Pro Technique 1 — Looping individual song sections with Pro Tools 7
Hawtin explains that anyone copying and pasting audio in Pro Tools 7 should definitely check out the new Region Loop function. He says he is often working on a project where he needs to fill in a specific gap — or rather, “a space/silence in between two sections of the mix,” as he puts it. The new loop function allows him to do that by quickly selecting a region in his track, then taking everything from there.

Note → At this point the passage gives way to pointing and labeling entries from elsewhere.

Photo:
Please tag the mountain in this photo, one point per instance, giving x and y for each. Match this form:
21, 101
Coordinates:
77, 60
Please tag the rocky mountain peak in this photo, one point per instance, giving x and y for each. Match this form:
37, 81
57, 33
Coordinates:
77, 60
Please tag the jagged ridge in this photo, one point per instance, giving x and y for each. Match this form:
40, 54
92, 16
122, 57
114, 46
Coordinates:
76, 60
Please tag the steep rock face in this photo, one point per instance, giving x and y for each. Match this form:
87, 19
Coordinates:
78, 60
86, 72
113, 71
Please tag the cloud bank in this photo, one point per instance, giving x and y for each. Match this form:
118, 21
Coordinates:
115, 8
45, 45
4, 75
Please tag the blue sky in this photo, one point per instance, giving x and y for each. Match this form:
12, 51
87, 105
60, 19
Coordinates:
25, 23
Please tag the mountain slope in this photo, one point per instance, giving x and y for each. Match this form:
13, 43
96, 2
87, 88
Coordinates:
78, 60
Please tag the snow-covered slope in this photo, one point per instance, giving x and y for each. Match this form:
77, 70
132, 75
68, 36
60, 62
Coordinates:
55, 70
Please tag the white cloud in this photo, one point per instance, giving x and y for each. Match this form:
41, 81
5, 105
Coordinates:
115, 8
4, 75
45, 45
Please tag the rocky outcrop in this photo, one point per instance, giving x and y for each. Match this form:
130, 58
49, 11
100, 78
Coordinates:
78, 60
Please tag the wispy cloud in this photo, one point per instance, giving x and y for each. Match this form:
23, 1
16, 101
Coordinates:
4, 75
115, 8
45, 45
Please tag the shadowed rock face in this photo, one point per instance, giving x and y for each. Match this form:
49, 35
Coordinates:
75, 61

“Just go to the ‘Region’ menu and down to ‘Loop,’ and a window will come up and ask you how you want to loop the region,” Hawtin says. “You’ll have a number of choices allowing you to specify a certain amount of loops, a certain total time that the loop should continue to, or my favorite, to loop the space until the next region starts! This is a great and easy way to fill those ‘holes’ and spaces in your mix with elements that you know already work. Another great thing about the new Loop feature is that, if you then need to create a fade or slightly edit the length of the entire loop region, you can just do that in the normal manner. Now there’s no need to consolidate the area or anything like that. I mean, wow — before you can even think about it, you're already done and onto the next important section of your mix.”
Pro Technique 2 — Creating and using your own navigation/zoom settings in Pro Tools 7
Hawtin also likes the new navigational/zoom functions in Pro Tools 7 that allow him to quickly jump back and forth between certain zoom settings. He reiterates just how perfect this new feature is for people jumping in and out of organization and micro-editing tasks all day long, and then back to MIDI editing.
“It’s a timesaver, and a creativity saver,” he says. “The best way to use the new Zoom Toggle feature in Pro Tools 7 is to first work on one section of your project, say either the audio, or the MIDI, in your Edit window. Once you have found the best settings for your track height, grid type, horizontal zoom, and individual track display mode settings, press the Zoom Toggle button, and those settings are saved.
“Whenever you need to switch back to your other view, just hit the Zoom Toggle button and return back to the old settings,” he concludes. “You can press it once more to come right back, too. This is a very quick and easy way to work efficiently between two specific tasks. I use it all the time to quickly switch between my MIDI view editing and my audio editing environments.”